3. Nous devons saisir l'urgence de la bonne nouvelle

Enfin, les femmes devraient approfondir ensemble le sujet de l'évangélisation personnelle parce que nous sentons l'urgence d'enseigner mutuellement cette partie de « ce qui est bon ». Le paragraphe qui suit immédiatement les instructions de Paul à Tite concernant les différents groupes au sein de l'église donne la grande raison de toutes ses instructions :

Car la grâce de Dieu est apparue, apportant le salut à tous, nous apprenant à renoncer à l'impiété et aux passions mondaines, et à mener une vie contrôlée, droite et pieuse dans l'ère actuelle, attendant notre espérance bénie, l'apparition du gloire de notre grand Dieu et Sauveur Jésus-Christ. (Tite 2:11-13)

L'accent mis dans ce passage est l'œuvre rédemptrice de Dieu à travers Jésus-Christ qui est venu pour 'tout le monde' et qui se produit dans un certain laps de temps - un laps de temps qui culminera avec la seconde venue du Seigneur Jésus sur terre, dans toute sa gloire. .

Ce que Paul appelle « l'ère actuelle » est la même période également mentionnée dans les Écritures comme les « derniers jours » (Actes 2 :17 ; Héb. 1 :2). Ces termes décrivent le temps dans lequel nous vivons maintenant, le temps entre la première et la seconde venue de Jésus. C'est le moment d'apporter le salut à toutes les nations, alors que les croyants répandent la bonne nouvelle, jusqu'au retour de Jésus. Selon son commandement clair avant qu'il ne quitte la terre, l'appel des croyants pendant cette période est d'« aller. . . et faites de toutes les nations des disciples, les baptisant au nom du Père et du Fils et du Saint-Esprit, leur apprenant à observer tout ce que je vous ai commandé » (Matthieu 28 :18-20).

Ce commandement a été donné aux disciples de Jésus et est transmis à travers eux à l'église, avec ses prédicateurs, ses enseignants et ses évangélistes qui dirigent l'église en faisant et en enseignant des disciples proches et lointains. Cela devrait encourager les femmes en tant que membres de l'église à ressentir l'urgence de cet appel, tout comme les femmes de l'église primitive. Pensez à toutes ces autres travailleuses mentionnées par Paul : Phoebe, Prisca, Mary, Junia, Tryphaena et Tryphosa, Persis, la mère de Rufus, Julia, la sœur de Nérée (voir Romains 16).

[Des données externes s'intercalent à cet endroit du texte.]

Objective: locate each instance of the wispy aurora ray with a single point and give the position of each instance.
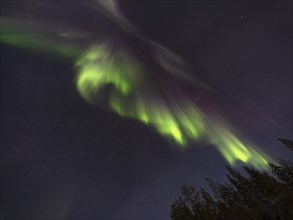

Parmi les personnes qui apprécient tous les progrès économiques et l'illumination technologique du 21e siècle, plutôt que l'urgence, il peut même y avoir un léger embarras quant à la simple vérité que la Bible éclaire le chemin du salut par Jésus. Que Jésus est le Christ, le Fils de Dieu qui est mort pour nous, portant nos péchés et subissant la colère de Dieu à notre place ; qu'il est ressuscité de la tombe, offrant la vie éternelle à tous ceux qui croient en lui - c'est en effet la bonne et relativement simple nouvelle que la Bible enseigne et que les chrétiens peuvent partager. Nous le partageons aujourd'hui à une époque où l'Église grandit rapidement partout dans le monde, même dans des nations politiquement «fermées» mais où le roi Jésus est à l'œuvre à travers son peuple et sa Parole. Il s'agit en effet d'une nouvelle urgente, car l'espérance de la venue de Jésus se rapproche de plus en plus.

Nous avons tous besoin de voix nous appelant à nous concentrer sur l'évangile. Nous avons besoin de modèles solides remplis de mots. Et nous avons besoin d'un sens de l'urgence de ce message, ce message qui appelle les gens de la mort à la vie par la puissance de l'évangile. C'est le pain de vie qui dure pour toujours, et nous devons le partager.